„Hoffnungsvoll – trotz alledem“
Den Kern der Ausstellung bilden 18 Teppichfliesen, die sich den Themen Hoffnung, Vertrauen und Zuversicht widmen. Jedes Teppichstück bietet einen Impuls, hoffnungsvoll zu bleiben – trotz des Negativen, das im eigenen Leben, im persönlichen Umfeld oder auch auf der Welt gerade geschieht. Die Impulse können ein Zitat, eine Frage oder eine Anregung zum Weiterdenken sein. Besucherinnen und Besucher der Ausstellung sind eingeladen, eigene Gedanken auf kleinen Zetteln zu hinterlassen, eine Spruchkarte für zu Hause mitzunehmen oder einfach zu verweilen und innezuhalten.
Zu den besonders beeindruckenden Ausstellungsbeiträgen gehört ein Interview mit einer ehemaligen onkologischen Patientin der Klinik und Poliklinik für Frauenheilkunde. Die Frau erhielt innerhalb nur weniger Tage sowohl die schöne Nachricht der lang ersehnten Schwangerschaft als auch die lebensbedrohliche Diagnose: Krebs.
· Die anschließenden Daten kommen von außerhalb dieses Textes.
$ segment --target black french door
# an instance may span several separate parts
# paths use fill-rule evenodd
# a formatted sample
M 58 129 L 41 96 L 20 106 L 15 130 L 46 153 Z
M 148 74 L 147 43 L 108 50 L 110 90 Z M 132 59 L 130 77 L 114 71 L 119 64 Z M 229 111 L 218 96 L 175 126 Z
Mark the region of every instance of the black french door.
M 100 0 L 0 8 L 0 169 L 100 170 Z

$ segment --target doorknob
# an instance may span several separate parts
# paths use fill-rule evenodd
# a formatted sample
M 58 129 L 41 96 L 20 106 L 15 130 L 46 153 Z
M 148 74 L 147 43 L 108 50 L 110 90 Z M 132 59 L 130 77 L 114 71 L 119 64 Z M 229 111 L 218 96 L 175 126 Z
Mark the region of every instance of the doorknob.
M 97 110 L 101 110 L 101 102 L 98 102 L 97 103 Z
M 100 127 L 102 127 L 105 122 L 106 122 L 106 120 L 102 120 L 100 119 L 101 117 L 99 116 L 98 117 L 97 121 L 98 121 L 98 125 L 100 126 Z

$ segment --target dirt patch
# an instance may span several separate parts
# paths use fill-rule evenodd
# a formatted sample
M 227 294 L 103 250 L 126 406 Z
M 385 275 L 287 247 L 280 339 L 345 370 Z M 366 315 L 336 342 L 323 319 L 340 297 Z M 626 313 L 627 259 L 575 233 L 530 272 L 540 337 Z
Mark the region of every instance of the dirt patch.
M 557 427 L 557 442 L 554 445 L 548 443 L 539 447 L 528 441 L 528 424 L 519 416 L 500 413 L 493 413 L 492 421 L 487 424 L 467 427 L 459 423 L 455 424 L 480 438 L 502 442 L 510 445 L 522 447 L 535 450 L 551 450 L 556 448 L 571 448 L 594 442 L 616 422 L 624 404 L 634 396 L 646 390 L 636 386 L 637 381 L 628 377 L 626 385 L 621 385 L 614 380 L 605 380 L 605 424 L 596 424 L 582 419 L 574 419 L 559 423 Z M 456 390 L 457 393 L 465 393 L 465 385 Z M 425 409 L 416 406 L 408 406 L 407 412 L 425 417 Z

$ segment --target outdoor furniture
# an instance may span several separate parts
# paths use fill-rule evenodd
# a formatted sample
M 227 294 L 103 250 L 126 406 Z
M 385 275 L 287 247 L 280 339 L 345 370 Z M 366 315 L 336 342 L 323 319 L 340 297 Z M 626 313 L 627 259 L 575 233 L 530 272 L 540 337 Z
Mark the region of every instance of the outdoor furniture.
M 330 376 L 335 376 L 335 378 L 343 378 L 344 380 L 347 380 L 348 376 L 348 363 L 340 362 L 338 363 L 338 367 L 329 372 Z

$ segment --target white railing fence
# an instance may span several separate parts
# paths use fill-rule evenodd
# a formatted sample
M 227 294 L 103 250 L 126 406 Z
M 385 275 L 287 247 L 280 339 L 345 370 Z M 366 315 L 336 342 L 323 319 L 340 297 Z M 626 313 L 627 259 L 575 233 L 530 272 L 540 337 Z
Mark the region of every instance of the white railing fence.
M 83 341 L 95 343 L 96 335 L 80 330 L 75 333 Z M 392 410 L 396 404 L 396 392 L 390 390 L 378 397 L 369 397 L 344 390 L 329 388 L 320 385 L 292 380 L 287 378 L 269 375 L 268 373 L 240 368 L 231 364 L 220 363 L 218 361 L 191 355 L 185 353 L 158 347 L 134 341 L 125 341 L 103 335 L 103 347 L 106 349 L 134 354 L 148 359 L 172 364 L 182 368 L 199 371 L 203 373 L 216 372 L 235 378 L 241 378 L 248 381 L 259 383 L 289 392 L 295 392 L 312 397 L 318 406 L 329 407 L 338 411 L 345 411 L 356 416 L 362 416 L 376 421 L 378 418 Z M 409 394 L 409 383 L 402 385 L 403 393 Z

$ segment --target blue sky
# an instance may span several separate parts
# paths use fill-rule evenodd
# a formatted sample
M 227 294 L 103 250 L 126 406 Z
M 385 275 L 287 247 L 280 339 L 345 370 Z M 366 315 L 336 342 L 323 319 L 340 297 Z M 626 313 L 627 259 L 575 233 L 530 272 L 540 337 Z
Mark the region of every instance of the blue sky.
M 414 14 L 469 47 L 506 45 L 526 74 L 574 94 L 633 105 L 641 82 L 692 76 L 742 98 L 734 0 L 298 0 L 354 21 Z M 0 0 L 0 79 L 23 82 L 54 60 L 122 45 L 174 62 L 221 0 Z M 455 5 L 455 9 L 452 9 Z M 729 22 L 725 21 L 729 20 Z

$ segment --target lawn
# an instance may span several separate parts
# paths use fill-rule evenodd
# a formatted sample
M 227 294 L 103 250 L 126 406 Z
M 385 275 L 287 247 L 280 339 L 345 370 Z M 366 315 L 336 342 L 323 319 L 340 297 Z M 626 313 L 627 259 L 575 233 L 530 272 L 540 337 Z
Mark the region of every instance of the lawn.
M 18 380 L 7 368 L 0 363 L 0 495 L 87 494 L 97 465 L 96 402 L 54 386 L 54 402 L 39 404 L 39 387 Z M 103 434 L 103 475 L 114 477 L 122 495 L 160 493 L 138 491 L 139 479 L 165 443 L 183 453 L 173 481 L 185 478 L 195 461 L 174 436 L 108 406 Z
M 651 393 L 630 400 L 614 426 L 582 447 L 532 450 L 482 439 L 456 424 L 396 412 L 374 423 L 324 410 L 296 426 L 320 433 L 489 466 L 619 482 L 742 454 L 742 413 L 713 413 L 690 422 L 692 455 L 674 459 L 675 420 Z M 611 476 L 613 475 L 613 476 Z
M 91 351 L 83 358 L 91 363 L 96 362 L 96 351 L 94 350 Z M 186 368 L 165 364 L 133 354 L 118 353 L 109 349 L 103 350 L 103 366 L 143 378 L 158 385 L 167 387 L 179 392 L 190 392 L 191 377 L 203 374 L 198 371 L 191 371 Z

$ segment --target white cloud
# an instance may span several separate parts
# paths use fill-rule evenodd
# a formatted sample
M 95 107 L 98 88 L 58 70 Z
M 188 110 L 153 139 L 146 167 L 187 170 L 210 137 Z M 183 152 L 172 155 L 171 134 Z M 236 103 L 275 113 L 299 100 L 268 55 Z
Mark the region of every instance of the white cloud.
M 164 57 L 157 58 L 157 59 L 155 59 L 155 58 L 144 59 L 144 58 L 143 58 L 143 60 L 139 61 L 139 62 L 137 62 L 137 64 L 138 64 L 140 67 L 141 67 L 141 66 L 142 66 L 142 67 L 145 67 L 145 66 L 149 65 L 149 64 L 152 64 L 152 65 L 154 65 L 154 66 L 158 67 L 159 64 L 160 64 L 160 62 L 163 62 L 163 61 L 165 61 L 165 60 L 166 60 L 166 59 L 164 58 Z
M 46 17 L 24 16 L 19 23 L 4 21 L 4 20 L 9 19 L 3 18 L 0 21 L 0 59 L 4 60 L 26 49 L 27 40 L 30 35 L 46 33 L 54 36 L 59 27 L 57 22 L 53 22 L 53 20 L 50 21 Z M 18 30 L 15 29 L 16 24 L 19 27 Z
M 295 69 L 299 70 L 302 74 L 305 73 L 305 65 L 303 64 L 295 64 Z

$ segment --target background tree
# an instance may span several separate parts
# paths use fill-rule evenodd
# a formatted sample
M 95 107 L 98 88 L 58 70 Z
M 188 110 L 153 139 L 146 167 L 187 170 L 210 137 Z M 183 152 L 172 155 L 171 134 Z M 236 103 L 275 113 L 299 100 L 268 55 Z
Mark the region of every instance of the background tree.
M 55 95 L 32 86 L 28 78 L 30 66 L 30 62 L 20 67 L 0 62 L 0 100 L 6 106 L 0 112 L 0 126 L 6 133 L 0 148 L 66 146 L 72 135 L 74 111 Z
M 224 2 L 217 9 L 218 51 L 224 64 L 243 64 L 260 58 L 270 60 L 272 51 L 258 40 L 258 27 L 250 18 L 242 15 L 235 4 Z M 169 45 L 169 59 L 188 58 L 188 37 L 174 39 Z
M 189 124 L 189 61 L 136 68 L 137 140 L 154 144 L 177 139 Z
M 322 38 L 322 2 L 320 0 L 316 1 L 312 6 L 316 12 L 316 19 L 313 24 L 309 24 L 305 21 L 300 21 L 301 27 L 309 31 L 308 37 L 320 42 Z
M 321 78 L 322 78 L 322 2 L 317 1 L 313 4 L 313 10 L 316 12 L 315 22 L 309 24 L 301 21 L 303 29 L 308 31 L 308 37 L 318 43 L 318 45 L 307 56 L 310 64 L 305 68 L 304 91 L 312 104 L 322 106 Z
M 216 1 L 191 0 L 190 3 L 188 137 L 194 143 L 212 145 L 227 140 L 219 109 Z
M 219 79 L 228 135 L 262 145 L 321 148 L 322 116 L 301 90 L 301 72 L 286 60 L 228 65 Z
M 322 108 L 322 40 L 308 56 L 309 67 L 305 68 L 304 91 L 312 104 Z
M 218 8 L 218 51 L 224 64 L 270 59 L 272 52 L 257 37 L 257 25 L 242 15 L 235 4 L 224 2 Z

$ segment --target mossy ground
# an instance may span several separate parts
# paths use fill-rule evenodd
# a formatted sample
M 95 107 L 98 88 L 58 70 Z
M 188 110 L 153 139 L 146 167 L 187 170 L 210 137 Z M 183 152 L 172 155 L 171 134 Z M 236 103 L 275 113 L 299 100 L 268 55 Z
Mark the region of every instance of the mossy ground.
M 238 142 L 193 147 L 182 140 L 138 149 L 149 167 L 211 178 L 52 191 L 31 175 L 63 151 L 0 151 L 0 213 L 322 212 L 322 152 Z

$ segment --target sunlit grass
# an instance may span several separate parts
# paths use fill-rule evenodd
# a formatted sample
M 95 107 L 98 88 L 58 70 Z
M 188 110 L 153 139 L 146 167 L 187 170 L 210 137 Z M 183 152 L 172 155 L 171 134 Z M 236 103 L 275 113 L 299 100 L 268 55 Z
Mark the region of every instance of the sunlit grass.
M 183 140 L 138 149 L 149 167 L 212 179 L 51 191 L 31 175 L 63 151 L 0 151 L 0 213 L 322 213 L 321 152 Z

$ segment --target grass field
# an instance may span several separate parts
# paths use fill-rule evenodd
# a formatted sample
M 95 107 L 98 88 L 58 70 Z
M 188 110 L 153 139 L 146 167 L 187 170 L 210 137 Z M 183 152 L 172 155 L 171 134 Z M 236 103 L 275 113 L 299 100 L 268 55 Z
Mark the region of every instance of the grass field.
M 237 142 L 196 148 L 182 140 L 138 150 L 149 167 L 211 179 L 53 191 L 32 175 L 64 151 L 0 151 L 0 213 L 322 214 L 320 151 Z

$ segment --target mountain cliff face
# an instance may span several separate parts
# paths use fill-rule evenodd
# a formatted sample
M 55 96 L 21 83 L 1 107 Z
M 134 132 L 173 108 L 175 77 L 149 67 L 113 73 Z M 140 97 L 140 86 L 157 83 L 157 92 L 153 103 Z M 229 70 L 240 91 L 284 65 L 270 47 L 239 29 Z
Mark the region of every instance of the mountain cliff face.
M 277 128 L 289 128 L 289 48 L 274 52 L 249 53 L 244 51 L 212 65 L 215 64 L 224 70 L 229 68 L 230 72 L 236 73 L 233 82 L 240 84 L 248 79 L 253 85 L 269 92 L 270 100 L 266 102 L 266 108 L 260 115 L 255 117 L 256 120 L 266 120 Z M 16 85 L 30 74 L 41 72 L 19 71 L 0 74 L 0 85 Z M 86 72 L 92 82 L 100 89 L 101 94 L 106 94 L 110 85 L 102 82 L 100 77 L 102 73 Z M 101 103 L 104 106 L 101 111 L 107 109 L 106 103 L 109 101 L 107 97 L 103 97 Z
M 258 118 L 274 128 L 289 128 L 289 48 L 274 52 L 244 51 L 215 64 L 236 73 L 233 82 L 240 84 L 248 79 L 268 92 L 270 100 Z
Wie sie und ihr Umfeld damit umgingen, was ihr Zuversicht und Halt gaben und wie es ihr heute geht, schildert sie im Interview mit Claudia Zierer, Leiterin der Katholischen Seelsorge und Initiatorin der Ausstellung. Ihre Geschichte fasst die ehemalige Patientin so zusammen: „Sei klug und halte Dich an Wunder!“.
Zum Audio-Interview "Hoffnungsvoll - trotz alledem"
Ausstellungsbesucherinnen und -besucher können das Interview über einen QR-Code auf einer der Teppichfliesen scannen und abspielen.
Die Ausstellung startet am 30. Juni 2026 mit einer Vernissage ab 14:30 Uhr in der Katholischen Kirche des TUM Klinikums Rechts der Isar und steht allen Patientinnen, Patienten, Angehörigen und Interessierten bis 20. Juli 2026 offen. „Unser Seelsorgeteam würde sich freuen, wenn die Ausstellungsbesucherinnen und -besucher danach hoffnungsvoll weitergehen“, sagt Claudia Zierer.